Se os personagens entrarem, o gato se levanta, mia de forma melancólica e se aproxima. Se os jogadores o alimentarem ou fizerem carinho (exigindo um teste de Sabedoria (Trato com Animais) CD 10), o gato os seguirá até que deixem o estúdio ou subam as escadas; nesse momento, ele perderá o interesse e irá para a cozinha (Área M6). Se for ignorado, ele espera um pouco e depois vai embora por conta própria.
Se os personagens passarem cerca de 30 minutos investigando os livros nesta sala, descobrirão os seguintes fatos:
- Quase todos os tomos neste estúdio foram escritos por alguém chamada Fistandia.

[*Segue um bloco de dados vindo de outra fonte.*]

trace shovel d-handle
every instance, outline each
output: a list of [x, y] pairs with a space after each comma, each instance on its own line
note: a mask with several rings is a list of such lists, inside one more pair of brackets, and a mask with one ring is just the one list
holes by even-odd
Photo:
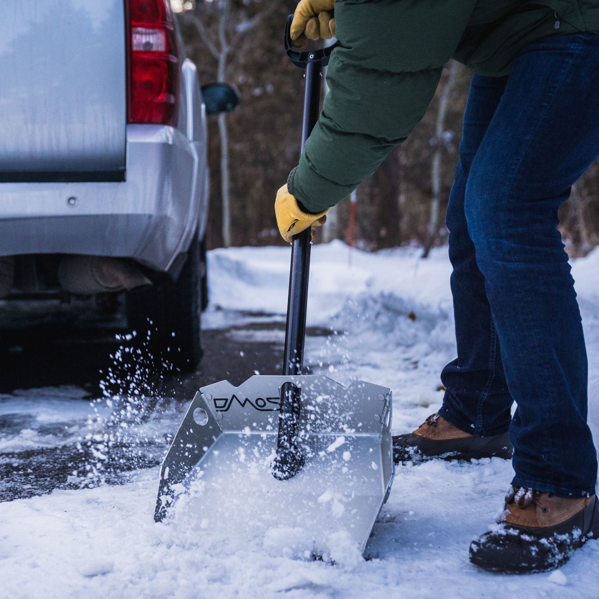
[[331, 53], [340, 45], [339, 42], [336, 41], [331, 46], [320, 48], [319, 50], [298, 50], [294, 47], [293, 41], [291, 39], [291, 23], [293, 20], [294, 16], [290, 14], [287, 17], [287, 21], [285, 23], [284, 43], [285, 53], [289, 56], [289, 60], [294, 65], [297, 65], [298, 66], [302, 68], [305, 68], [310, 62], [316, 63], [319, 64], [320, 66], [326, 66], [329, 63]]
[[[294, 64], [305, 69], [301, 155], [320, 113], [322, 67], [328, 62], [334, 46], [319, 50], [294, 50], [291, 46], [289, 32], [293, 18], [294, 16], [290, 14], [285, 25], [285, 52]], [[308, 227], [295, 235], [291, 242], [291, 271], [283, 360], [283, 374], [285, 376], [301, 375], [304, 364], [311, 241]], [[291, 383], [285, 383], [281, 388], [277, 454], [272, 466], [273, 476], [279, 480], [294, 476], [304, 465], [304, 458], [299, 447], [301, 405], [301, 390]]]

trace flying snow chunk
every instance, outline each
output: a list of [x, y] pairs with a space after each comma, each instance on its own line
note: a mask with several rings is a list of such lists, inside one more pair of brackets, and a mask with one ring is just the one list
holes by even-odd
[[319, 503], [326, 503], [327, 501], [330, 501], [333, 498], [333, 494], [330, 490], [327, 490], [320, 495], [318, 499], [316, 500]]
[[547, 580], [549, 582], [552, 582], [554, 585], [559, 585], [561, 586], [565, 586], [568, 584], [568, 579], [561, 570], [553, 570], [547, 577]]
[[335, 451], [337, 447], [340, 447], [343, 443], [345, 443], [345, 437], [341, 435], [341, 437], [338, 437], [327, 448], [326, 450], [330, 453], [332, 451]]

A maioria são suas memórias e diários de pesquisa.
- Fistandia foi uma arquimaga formidável, que frequentava a Torre dos Arcanos constantemente para aprofundar seus estudos sobre a dobra do espaço.

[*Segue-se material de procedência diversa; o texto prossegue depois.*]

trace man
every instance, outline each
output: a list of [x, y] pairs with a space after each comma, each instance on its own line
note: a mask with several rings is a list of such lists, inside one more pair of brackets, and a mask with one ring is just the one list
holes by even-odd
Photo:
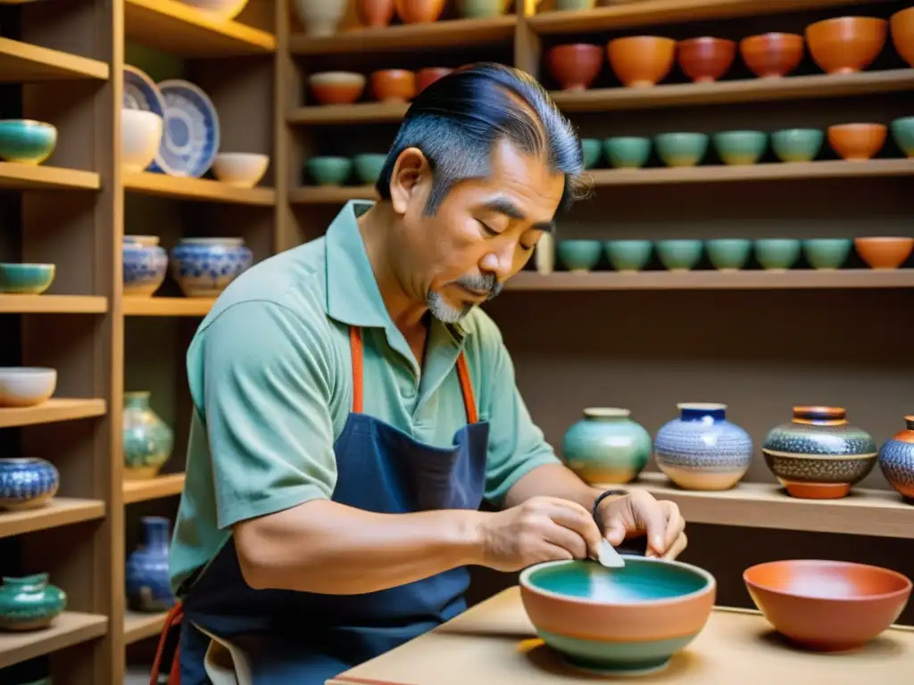
[[349, 203], [218, 299], [187, 353], [181, 685], [324, 683], [459, 614], [471, 564], [595, 558], [603, 534], [682, 551], [675, 505], [562, 465], [477, 307], [582, 170], [536, 81], [460, 69], [410, 107], [379, 202]]

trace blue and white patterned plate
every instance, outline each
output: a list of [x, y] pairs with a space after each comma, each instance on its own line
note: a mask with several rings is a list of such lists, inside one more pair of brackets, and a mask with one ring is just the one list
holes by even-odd
[[199, 178], [219, 152], [219, 118], [203, 90], [173, 79], [158, 84], [165, 101], [165, 131], [153, 168]]

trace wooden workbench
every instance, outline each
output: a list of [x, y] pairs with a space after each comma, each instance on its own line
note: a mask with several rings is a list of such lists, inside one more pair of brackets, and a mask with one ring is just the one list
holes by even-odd
[[914, 683], [914, 629], [892, 628], [855, 653], [814, 654], [790, 647], [756, 611], [718, 608], [663, 673], [599, 677], [569, 669], [536, 638], [520, 592], [513, 587], [327, 685], [592, 685], [600, 680], [639, 685]]

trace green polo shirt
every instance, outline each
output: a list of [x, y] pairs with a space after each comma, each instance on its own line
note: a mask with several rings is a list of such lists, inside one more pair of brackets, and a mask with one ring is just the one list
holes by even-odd
[[434, 321], [419, 367], [358, 231], [370, 206], [348, 203], [324, 237], [252, 267], [197, 329], [186, 359], [194, 416], [171, 548], [175, 591], [234, 523], [332, 497], [334, 443], [352, 408], [350, 326], [362, 328], [363, 411], [438, 447], [452, 445], [466, 424], [455, 365], [465, 353], [480, 420], [491, 426], [488, 501], [497, 504], [521, 476], [558, 462], [483, 311], [456, 325]]

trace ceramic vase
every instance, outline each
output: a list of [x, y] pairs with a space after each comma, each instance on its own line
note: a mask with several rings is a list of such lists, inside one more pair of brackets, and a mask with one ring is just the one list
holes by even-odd
[[167, 611], [175, 604], [168, 574], [168, 519], [144, 516], [143, 540], [127, 558], [127, 604], [133, 611]]
[[565, 433], [568, 467], [590, 484], [634, 480], [651, 458], [651, 435], [628, 409], [590, 407]]
[[48, 627], [67, 607], [67, 594], [48, 583], [48, 574], [4, 578], [0, 585], [0, 628]]
[[878, 463], [888, 484], [914, 500], [914, 416], [905, 416], [905, 429], [879, 448]]
[[123, 394], [123, 477], [154, 478], [175, 446], [175, 434], [149, 406], [150, 393]]
[[60, 475], [36, 458], [0, 459], [0, 509], [36, 509], [57, 494]]
[[771, 428], [761, 451], [787, 492], [803, 500], [844, 497], [877, 456], [873, 437], [851, 426], [843, 406], [794, 406], [793, 418]]
[[727, 420], [727, 405], [682, 403], [654, 441], [657, 466], [680, 488], [729, 490], [752, 462], [752, 438]]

- Em reconhecimento às suas conquistas na expansão das artes mágicas e arquitetônicas, o antigo Conselho de Magos concedeu a Fistandia a permissão e os recursos para ancorar esta mansão extradimensional permanente na Torre.
- Temerosa de que algum convidado descuidado ficasse preso em sua mansão, Fistandia escondeu a palavra de comando para abrir o portal de volta nas lombadas de sete livros específicos.
Pinturas. Há três quadros pendurados: uma paisagem com um grande dragão verde emergindo de um bosque de pinheiros, o estudo anatômico de um pégaso em voo e o retrato de um unicórnio em uma clareira.
Porta Secreta. Há uma porta secreta atrás da estante da esquerda, na parede do fundo. Quando o livro no canto inferior esquerdo é puxado, a estante desliza para frente, revelando a passagem. Um personagem que for bem-sucedido em um teste de Inteligência (Investigação) CD 10 deduz qual é o livro correto que serve como alavanca.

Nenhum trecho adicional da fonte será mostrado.